Java - Draw numbers with same probability

Question

I'm trying to make a simulator for statistics and, to begin with, I want to draw a number from 0 to 2 where each has the same odds of being drawn (i.e 0 = 33.33%, 1 = 33.33% and 2 = 33.33%) but when I run my code (for a million draws) I always get 0 is drawn 33% of the time, 1 is drawn 66% and c is drawn 1%.

For a million draws, I'd expect (with some variance) that each one of the number is drawn close to 33%.

this is what I got for the code:

    Random number = new Random();
    int sorteio;
    int a=0;
    int b=0;
    int c=0;
    int n;


    for (n=0;n<1000000;n++){
    sorteio = number.nextInt(3);

    switch (sorteio){
    case 0:
        a++;
    case 1:
        b++;
    case 2:
        c++;
    }

}
    System.out.println("a: " + a + " b: " + b + " c: " + c);

Answer 1

Your switch statement needs break statements to prevent fall-through.

What is happening is that if 0 is generated, a is incremented and then because there is no break statement, execution "falls through" to the next case where b is incremented, and finally execution falls through again and c is incremented.

For the same reason, if 1 is generated, then b and c are both incremented. If 2 is generated, only c is incremented.

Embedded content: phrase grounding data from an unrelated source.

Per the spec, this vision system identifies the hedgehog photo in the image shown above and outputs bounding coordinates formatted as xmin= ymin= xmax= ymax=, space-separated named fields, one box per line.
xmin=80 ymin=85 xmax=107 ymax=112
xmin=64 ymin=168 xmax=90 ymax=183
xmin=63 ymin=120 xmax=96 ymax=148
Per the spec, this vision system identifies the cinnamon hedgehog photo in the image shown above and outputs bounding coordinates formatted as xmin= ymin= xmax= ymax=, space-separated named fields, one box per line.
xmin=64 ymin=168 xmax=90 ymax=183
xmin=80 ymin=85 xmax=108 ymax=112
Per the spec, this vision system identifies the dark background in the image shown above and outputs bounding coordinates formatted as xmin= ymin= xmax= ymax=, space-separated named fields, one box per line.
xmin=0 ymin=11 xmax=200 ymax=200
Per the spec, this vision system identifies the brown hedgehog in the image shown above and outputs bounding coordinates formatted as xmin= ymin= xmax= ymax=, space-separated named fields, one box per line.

For this reason, c will be incremented 100% of the time, 66% for b, and your desired 33% for c (because it is only intcremented when 1 is generated).

For more information on how switch statements work in Java, have a look at this tutorial.

Try this:

switch (sorteio) {
    case 0:
        a++;
        break;
    case 1:
        b++;
        break;
    case 2:
        c++;
        break;
}

---

If incrementing an int is all you intend to do in your switch, you might be better off to just use an array:

int[] count = new int[3];
for(int i=0; i<1000000; ++i) {
    count[number.nextInt(3)]++;
}

System.out.printf("a: %d, b: %d, c: %d%n", count[0], count[1], count[2]);